# Using Extracts in soaps



## *Cakes

Can you use baking Extracts in soap? (Pure Vanilla, Pure Anise, Pure Lemon, etc.)

Why or why not? I have never seen them listed in any recipe. 
Thanks!


----------



## lynpea

Nope you can't. The kitchen extracts do not have enough *umph* to make it through the lye. You are better off using essential oils or fragrance oils. Course you can also make unscented soap... which I did yesterday by not remembering to use the FO that was poured and sitting on the table next to me!


----------



## Tater'sPa

Also those types baking extracts are usually alcohol based and would seize your batch instantly when added....no fun at all


----------



## halfpint

I've talked to some people who tried pure vanilla extract with HP soap, and they said it worked, but turned the soap brown and the scent did not hold for more than a few days.
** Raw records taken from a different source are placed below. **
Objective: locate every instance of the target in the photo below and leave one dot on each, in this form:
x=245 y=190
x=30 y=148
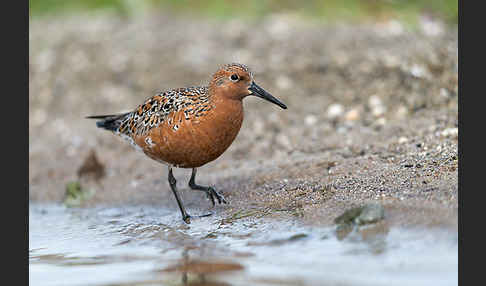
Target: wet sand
x=372 y=117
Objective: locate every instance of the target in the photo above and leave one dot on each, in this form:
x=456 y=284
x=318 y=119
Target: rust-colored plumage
x=189 y=127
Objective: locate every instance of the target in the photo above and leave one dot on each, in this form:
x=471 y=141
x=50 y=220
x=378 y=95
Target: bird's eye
x=234 y=77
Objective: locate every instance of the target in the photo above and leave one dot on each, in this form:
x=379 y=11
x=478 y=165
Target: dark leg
x=210 y=192
x=172 y=182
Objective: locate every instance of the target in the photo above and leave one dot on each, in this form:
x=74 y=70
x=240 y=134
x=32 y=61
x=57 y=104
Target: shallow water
x=144 y=245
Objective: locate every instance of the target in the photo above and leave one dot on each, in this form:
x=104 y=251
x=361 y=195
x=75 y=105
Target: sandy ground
x=372 y=114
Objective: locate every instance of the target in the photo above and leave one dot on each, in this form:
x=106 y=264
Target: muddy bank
x=372 y=115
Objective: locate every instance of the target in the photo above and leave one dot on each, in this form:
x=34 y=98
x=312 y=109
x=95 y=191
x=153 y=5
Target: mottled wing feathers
x=193 y=101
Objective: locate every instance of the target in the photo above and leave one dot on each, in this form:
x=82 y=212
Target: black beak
x=260 y=92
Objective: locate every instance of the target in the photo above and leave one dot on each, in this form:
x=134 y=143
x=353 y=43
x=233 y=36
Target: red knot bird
x=189 y=127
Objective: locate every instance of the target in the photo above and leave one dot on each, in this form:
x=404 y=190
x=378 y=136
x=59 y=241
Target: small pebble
x=352 y=115
x=335 y=110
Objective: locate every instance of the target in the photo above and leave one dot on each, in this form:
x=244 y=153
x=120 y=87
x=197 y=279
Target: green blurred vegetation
x=324 y=10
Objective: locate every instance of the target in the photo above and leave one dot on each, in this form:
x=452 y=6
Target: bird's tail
x=109 y=122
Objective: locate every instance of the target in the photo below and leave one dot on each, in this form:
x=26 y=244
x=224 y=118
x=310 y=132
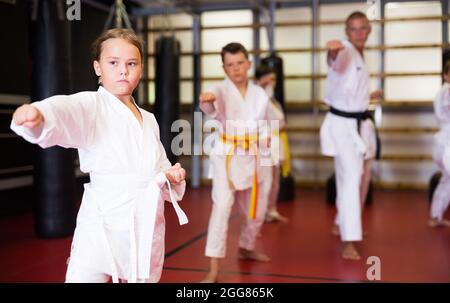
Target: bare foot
x=434 y=222
x=349 y=251
x=245 y=254
x=335 y=231
x=214 y=267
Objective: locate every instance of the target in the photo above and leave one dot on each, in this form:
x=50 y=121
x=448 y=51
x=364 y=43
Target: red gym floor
x=302 y=250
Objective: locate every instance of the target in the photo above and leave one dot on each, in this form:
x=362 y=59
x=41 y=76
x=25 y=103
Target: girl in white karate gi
x=346 y=133
x=266 y=78
x=441 y=196
x=120 y=225
x=238 y=105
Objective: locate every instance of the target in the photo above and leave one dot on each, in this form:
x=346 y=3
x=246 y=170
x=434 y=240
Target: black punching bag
x=287 y=184
x=167 y=99
x=54 y=176
x=276 y=63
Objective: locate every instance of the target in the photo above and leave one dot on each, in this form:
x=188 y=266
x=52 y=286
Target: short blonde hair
x=121 y=33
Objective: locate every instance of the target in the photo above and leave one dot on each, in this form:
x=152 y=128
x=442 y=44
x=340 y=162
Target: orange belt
x=245 y=142
x=286 y=165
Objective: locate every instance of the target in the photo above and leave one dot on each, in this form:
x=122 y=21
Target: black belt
x=360 y=116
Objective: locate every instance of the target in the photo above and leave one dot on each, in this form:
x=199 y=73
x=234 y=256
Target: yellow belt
x=286 y=165
x=245 y=142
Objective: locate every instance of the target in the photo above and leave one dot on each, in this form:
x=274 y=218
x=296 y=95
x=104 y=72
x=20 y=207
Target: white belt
x=142 y=221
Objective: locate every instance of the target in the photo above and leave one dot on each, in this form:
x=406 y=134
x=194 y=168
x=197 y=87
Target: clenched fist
x=207 y=97
x=28 y=116
x=175 y=174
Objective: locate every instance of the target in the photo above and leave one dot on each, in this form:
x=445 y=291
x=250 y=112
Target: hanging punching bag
x=167 y=97
x=276 y=63
x=287 y=182
x=54 y=176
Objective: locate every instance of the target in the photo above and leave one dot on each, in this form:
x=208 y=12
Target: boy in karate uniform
x=238 y=170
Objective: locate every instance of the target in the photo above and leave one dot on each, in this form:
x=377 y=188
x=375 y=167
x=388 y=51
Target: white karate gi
x=236 y=115
x=348 y=90
x=441 y=196
x=120 y=225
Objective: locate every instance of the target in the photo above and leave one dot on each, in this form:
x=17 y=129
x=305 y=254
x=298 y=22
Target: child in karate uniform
x=120 y=225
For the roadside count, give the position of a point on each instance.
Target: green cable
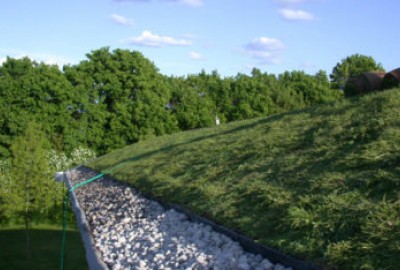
(67, 198)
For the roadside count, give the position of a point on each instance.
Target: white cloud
(195, 56)
(291, 1)
(49, 59)
(265, 49)
(193, 3)
(296, 15)
(148, 39)
(121, 20)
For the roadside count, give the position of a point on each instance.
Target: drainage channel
(122, 229)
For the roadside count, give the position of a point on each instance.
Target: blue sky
(185, 36)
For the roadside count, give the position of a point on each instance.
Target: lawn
(46, 248)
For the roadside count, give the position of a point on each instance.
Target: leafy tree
(352, 66)
(125, 98)
(32, 187)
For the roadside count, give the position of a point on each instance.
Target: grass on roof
(322, 184)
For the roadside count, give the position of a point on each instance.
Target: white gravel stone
(132, 232)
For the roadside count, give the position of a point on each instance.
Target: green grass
(321, 183)
(45, 246)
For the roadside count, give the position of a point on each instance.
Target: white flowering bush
(61, 162)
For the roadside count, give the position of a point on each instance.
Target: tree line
(115, 98)
(52, 119)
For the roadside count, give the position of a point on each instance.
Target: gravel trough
(123, 229)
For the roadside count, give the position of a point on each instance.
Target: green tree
(352, 66)
(33, 189)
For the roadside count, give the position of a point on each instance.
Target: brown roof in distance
(364, 83)
(391, 79)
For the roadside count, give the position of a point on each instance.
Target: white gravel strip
(133, 232)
I tried vanilla powder, and it did not turn the soap brown, but the scent did not hold either, although it did smell really good for several days.

Dawn


----------



## Gailann Schrader

most vanilla whatevers will turn the soap browner. I think it gives the customer a better scent. They see brown and smell vanilla and it makes it more vanilla-y.

Don't use kitchen vanilla. It won't hold. And you risk the sieze problem...

Now if you want to make your soap "neat" and then re-batch? Yeah. 

"Neat" refers to making a batch with NO scent or added goodies. Just soap.


----------



## MullersLaneFarm

lynpea said:


> Course you can also make unscented soap... which I did yesterday by not remembering to use the FO that was poured and sitting on the table next to me!



Been there!! Now I always put my EO/FO bottle in the lined mold - I have to remove the bottle before I pour so no more accidental unscented soap (especially made terrible if you just made the most perfect swirls you've ever done!!)


----------



## Hovey Hollow

I've quit adding FO at trace for that exact reason. Now I add it to my oils before I add the lye. Unless I'm using a discoloring FO then I add the FO to my swirl portion. I just can't bring myself to make a solid dark brown soap, so I always do a dark brown swirl instead. 

You know, I think this very question was my first soapmaking question.....LOL! Now I have a very rapidly growing collection of fragrance oils, cause they are very addicting!


----------